Prix de beauté par Karalabe
Une note moyenne pour un film au potentiel gâché par les affres de la production et l'arrivée du parlant...
La post-synchro du son et des voix est assez médiocre, pour pas dire ridicule...tout les acteurs masculins sont complètement décrédibilisés, j'ignore si il s'agit d'un doublage réalisés* avec leurs voix; mais le constat est triste: petite voix aigrelette pour le prince séducteur, voix de beauf à peine pubère pour le petit-ami de Loulou, dont sa doubleuse française n'est guère mieux. La palme revient à l'idiot local, ami du couple et qui se traine un accent occitan épouvantable.
Les scènes qui se voulaient ''spectaculairement'' sonores, comme les parlophones, les gramophones, la foule, les machines sont visiblement tirées en longueur sans réelle logique, tant et si bien que ce film ferait bien 20 minutes de moins si un producteur avisé s'était contraint à rester sur l'option du muet et à prendre René Clair comme réalisateur.
Fatalement pour un 'parlant' le sur-jeu du muet se fait ressentir, ce qui lui donne à la fois un coté sympa et mal foutu...pour une histoire quand même bien mélodramatique, oui ça fait tache. D'autant que le scénario était prometteur tout en restant d'une extrême simplicité...on retiendra Loulou, dont son jeu exemplaire parvient à faire ressentir la douleur de son personnage; to be or not to be a queen of beauty? Rester ou pas rester avec beauf de France?
Il reste l'entité Loulou, mi-femme mi travelo, dont sa projection au firmament des reines de beautés européennes est ma foi complètement piquée des vers. Preuve que si elle a un charme indéniable, les canons de beautés ont bien évolués.

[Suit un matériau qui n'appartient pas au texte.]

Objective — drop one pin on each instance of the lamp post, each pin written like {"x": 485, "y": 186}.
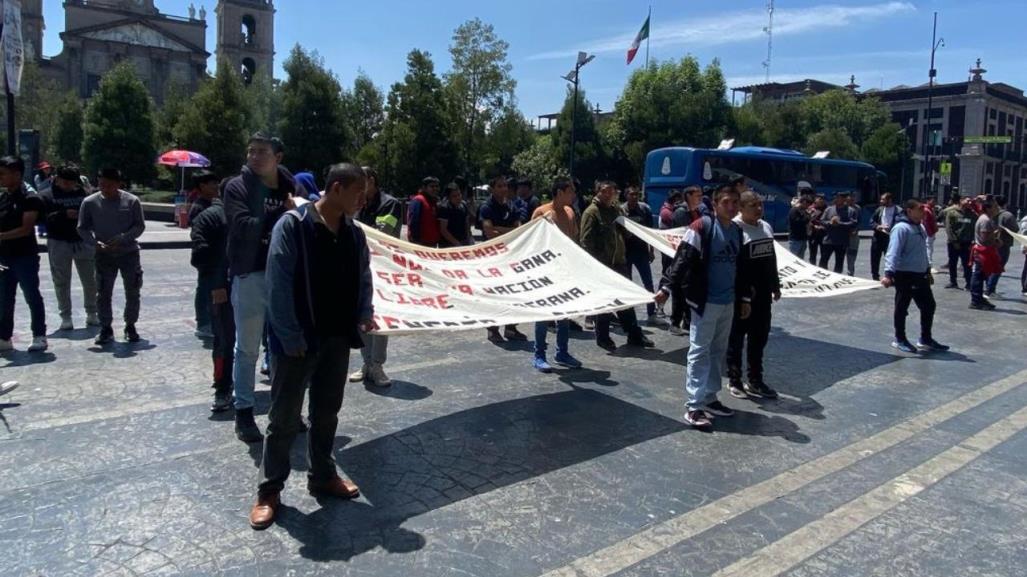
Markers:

Quelques séquences sont remarquables et bizarrement concentrées sur la fin, dans l'appartement qu'elle partagera à regret avec son beauf après avoir renoncée aux avantages de sa nouvelle situation et le final, remarquable, fatal, dans une salle de projection. Tellement remarquable, qu'il gagne en intensité à être coupé de tout son pour apprécier à sa juste valeur le travail de montage et la photographie de cette scène, sans être perturbé par la doubleuse de Loulou qui chante pour l'écran.
Mais je ne serais pas juste de finir par la fin, il faut aussi louer l'aspect 'vivant' du métrage, non seulement par son montage efficace et digne d'un film muet correct, mais aussi par cette volonté de filmer dans la foule, les bains, la fête foraine, ainsi que le concours de beauté...c'est toujours rafraîchissant ces films qui immergent le spectateur dans une époque de manière presque documentaire.
*Sauf pour Louise Brooks dont on sait que c'est une certaine Hélène Regelly qui gâcha le travail.